Students
and faculty at the University of Wisconsin-Stevens Point are likely all too
familiar with the orange envelopes placed underneath the windshield wipers of
their car.
The
orange envelopes contain citations for violations, such as parking at an
expired meter or parking without a permit in a designated permit area.
Parking
citations vary in cost according to the type of offense. Parking at an expired
meter on campus is $6, while a citation for an incorrect or missing permit is $20.
The
revenue garnered from citations and coin meters goes to maintaining and
improving the lots on campus. This includes funding projects, such as the new
parking structure planned for development in Lot X.
The
revenue also goes to paying the wages of parking services employees, which has
three full-time employees, some part-time employees and between 10 and 15
student employees.
Parking
services, whose mission statement includes providing permit and convenience
parking to students, faculty, staff and guests, requires some of the lowest
permit fees in the University of Wisconsin system and charges some of the
lowest citation prices.
For
example, an expired meter citation at the University of Wisconsin- Madison
costs $30, five times the rate of UWSP. The University of Wisconsin-Oshkosh’s
citation price is $11.
The
difference in price for parking permits is even greater. It is $790 for the
majority of UW-Madison lot permits.

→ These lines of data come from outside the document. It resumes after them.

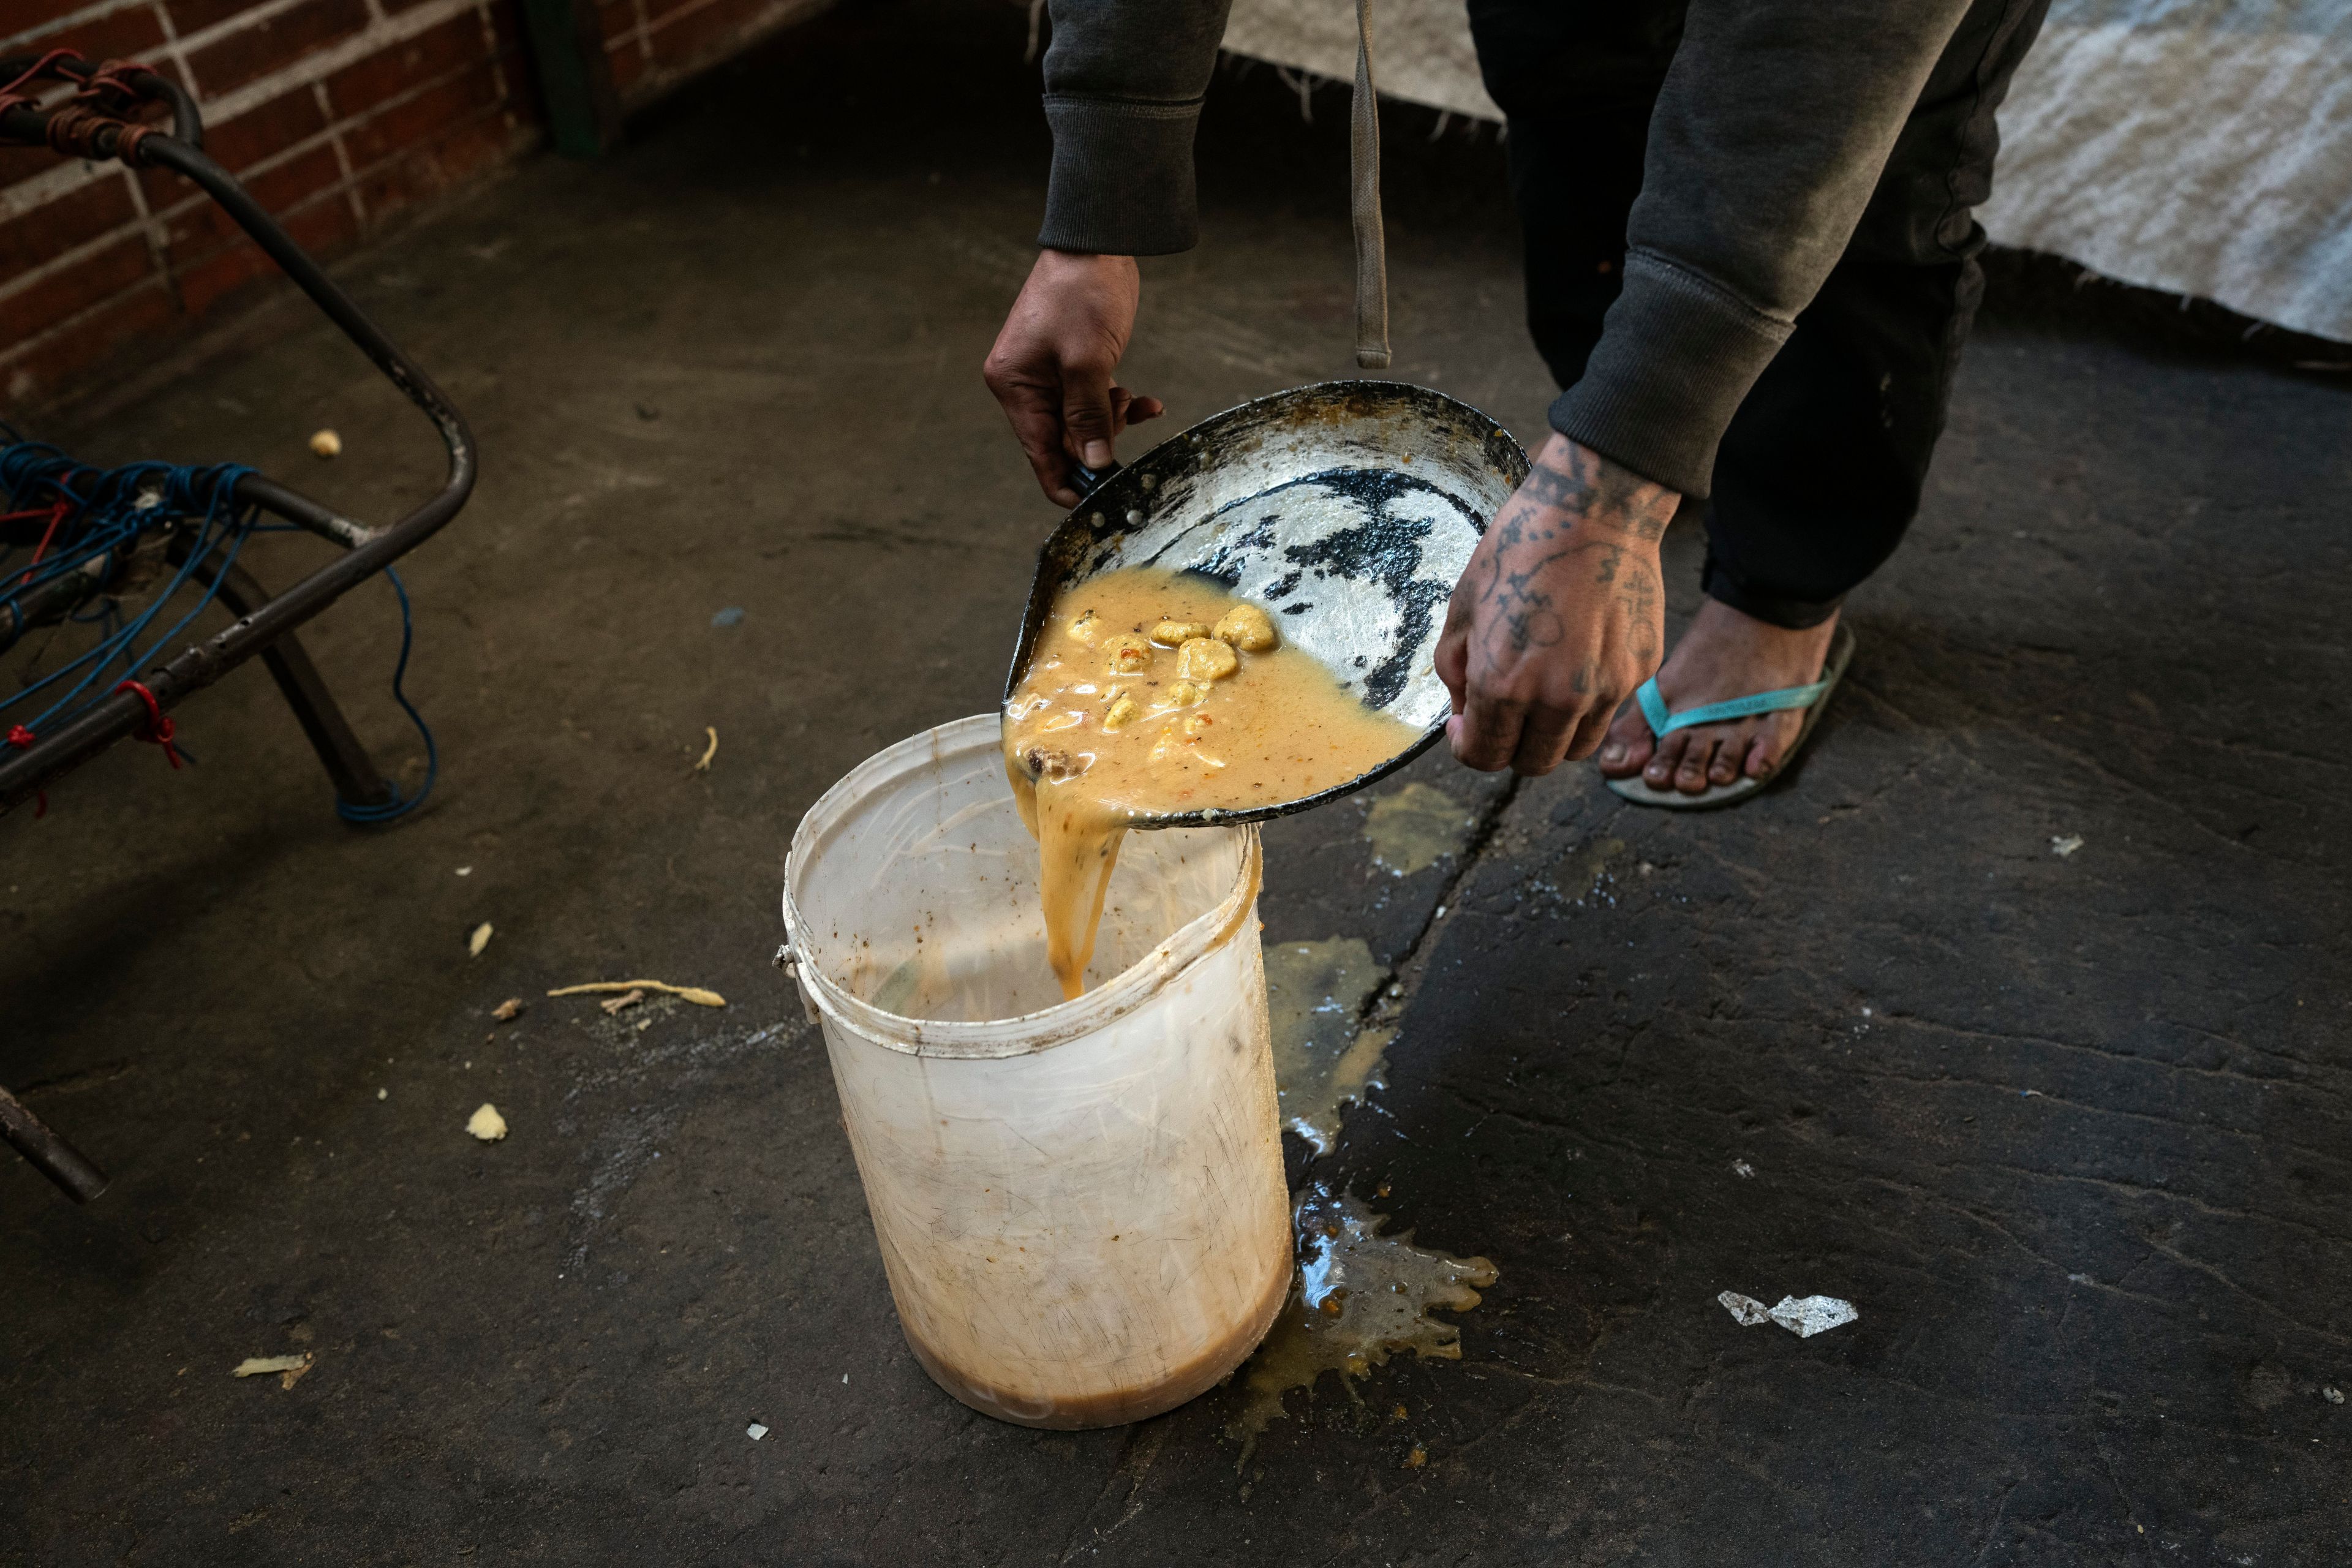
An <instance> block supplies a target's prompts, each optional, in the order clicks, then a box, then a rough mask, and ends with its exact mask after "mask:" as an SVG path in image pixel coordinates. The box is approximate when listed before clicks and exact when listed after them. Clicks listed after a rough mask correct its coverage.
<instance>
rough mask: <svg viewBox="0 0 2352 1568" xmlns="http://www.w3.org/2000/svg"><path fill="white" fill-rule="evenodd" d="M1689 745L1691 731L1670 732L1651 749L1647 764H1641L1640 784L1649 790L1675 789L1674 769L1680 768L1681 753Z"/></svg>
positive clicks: (1684, 729) (1685, 730)
mask: <svg viewBox="0 0 2352 1568" xmlns="http://www.w3.org/2000/svg"><path fill="white" fill-rule="evenodd" d="M1689 745H1691V731H1686V729H1677V731H1670V733H1668V736H1663V738H1661V741H1658V745H1653V748H1651V752H1649V762H1646V764H1642V783H1646V785H1649V788H1651V790H1670V788H1675V769H1679V766H1682V752H1684V748H1689Z"/></svg>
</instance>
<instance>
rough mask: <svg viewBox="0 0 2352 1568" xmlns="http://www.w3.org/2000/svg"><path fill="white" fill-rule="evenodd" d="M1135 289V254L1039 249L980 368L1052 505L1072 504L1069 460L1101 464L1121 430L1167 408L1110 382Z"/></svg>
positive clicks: (1072, 500) (1071, 504)
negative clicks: (1112, 255)
mask: <svg viewBox="0 0 2352 1568" xmlns="http://www.w3.org/2000/svg"><path fill="white" fill-rule="evenodd" d="M1141 292H1143V280H1141V275H1138V273H1136V259H1134V256H1089V254H1080V252H1037V266H1035V268H1030V277H1028V282H1025V284H1021V299H1016V301H1014V308H1011V315H1007V317H1004V331H1000V334H997V346H995V348H990V350H988V364H983V367H981V378H983V381H988V390H990V393H995V395H997V402H1000V404H1004V418H1009V421H1011V423H1014V435H1016V437H1021V451H1025V454H1028V461H1030V468H1035V470H1037V484H1040V487H1042V489H1044V494H1047V496H1051V498H1054V503H1056V505H1077V501H1080V496H1077V489H1075V487H1073V484H1070V463H1073V461H1082V463H1084V465H1087V468H1105V465H1108V463H1110V442H1112V437H1117V433H1120V430H1124V428H1127V425H1138V423H1143V421H1145V418H1155V416H1157V414H1164V411H1167V407H1164V404H1162V402H1160V400H1157V397H1136V395H1134V393H1129V390H1127V388H1124V386H1112V381H1110V376H1112V374H1115V371H1117V369H1120V357H1122V355H1124V353H1127V339H1129V336H1134V331H1136V299H1138V294H1141Z"/></svg>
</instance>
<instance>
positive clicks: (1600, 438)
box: [1552, 0, 1969, 496]
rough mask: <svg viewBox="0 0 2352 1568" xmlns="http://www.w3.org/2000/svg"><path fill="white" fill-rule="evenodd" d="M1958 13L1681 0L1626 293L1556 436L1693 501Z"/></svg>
mask: <svg viewBox="0 0 2352 1568" xmlns="http://www.w3.org/2000/svg"><path fill="white" fill-rule="evenodd" d="M1966 9H1969V7H1966V0H1769V2H1766V0H1691V7H1689V14H1686V21H1684V35H1682V47H1679V49H1677V52H1675V63H1672V66H1670V68H1668V75H1665V89H1663V92H1661V94H1658V108H1656V110H1653V113H1651V122H1649V155H1646V160H1644V167H1642V195H1639V200H1635V207H1632V219H1630V221H1628V233H1625V240H1628V254H1625V292H1623V294H1618V301H1616V303H1613V306H1609V315H1606V320H1604V324H1602V341H1599V343H1597V346H1595V350H1592V360H1590V362H1588V364H1585V374H1583V378H1581V381H1578V383H1576V386H1571V388H1569V390H1566V393H1562V395H1559V400H1557V402H1555V404H1552V428H1555V430H1559V433H1562V435H1566V437H1569V440H1573V442H1581V444H1585V447H1592V449H1595V451H1599V454H1602V456H1606V458H1611V461H1616V463H1623V465H1625V468H1632V470H1635V473H1639V475H1644V477H1649V480H1656V482H1658V484H1668V487H1672V489H1677V491H1682V494H1686V496H1705V494H1708V489H1710V482H1712V475H1715V447H1717V442H1722V437H1724V428H1726V425H1729V423H1731V414H1733V411H1736V409H1738V407H1740V400H1743V397H1748V388H1752V386H1755V381H1757V376H1762V374H1764V367H1766V364H1771V357H1773V355H1776V353H1778V350H1780V343H1785V341H1788V334H1790V329H1792V324H1795V320H1797V313H1799V310H1804V308H1806V303H1811V299H1813V294H1816V292H1818V289H1820V284H1823V280H1828V275H1830V268H1832V266H1837V259H1839V256H1842V254H1844V249H1846V242H1849V240H1851V237H1853V228H1856V223H1858V221H1860V216H1863V207H1865V205H1867V202H1870V193H1872V190H1875V188H1877V181H1879V172H1882V169H1884V167H1886V155H1889V153H1891V150H1893V143H1896V134H1898V132H1900V129H1903V122H1905V120H1907V118H1910V110H1912V106H1915V103H1917V101H1919V92H1922V87H1924V85H1926V78H1929V71H1933V66H1936V59H1938V56H1940V54H1943V47H1945V45H1947V42H1950V40H1952V33H1955V31H1957V28H1959V21H1962V16H1964V14H1966Z"/></svg>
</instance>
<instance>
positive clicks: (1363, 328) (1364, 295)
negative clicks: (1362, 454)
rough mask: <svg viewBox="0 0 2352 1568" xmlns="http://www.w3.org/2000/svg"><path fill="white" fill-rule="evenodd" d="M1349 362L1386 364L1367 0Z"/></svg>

UW-Oshkosh charges $70 per semester for a
parking lot off campus. UWSP charges just over $93 for a yearly permit.
“Sometimes
you pay more than that in a month [at other schools],” said Bill Rowe, director
of Protective and Parking Services, who has been with UWSP since 2003.
Jade
Likely, a senior journalism major attending UW-Madison, said that the parking
situation on the campus is less than ideal.
“I’ve
had a car for three years here. My first year, I was six blocks away from my
apartment. The lot was never plowed, and it was still $85 a month,” Likely
said. “Garage parking is expensive, and meter parking and street parking is
even more expensive. Long story short, I hate parking in Madison.”
At
least one student feels the current parking situation on the UWSP campus could
also be improved.
Kaitlin
Schuman, a web and digital media design senior, said she struggles to find
parking spots on campus that she does not have to pay for because she has to
stay extended periods of time on campus. She also said that at certain times of
the day, even metered spots are a struggle to find.
“Paying
four dollars a day or even more for metered parking breaks the bank,” Schuman
said. “At the end of the day, I may complain a lot about it, but I do realize
it could be worse. It’s frustrating and all, but I guess I could be paying a
heck of a lot more out of pocket than I am currently. A lot of my frustration
comes from the fact that I work on campus, and there’s no compensation for
parking offered for student employees.”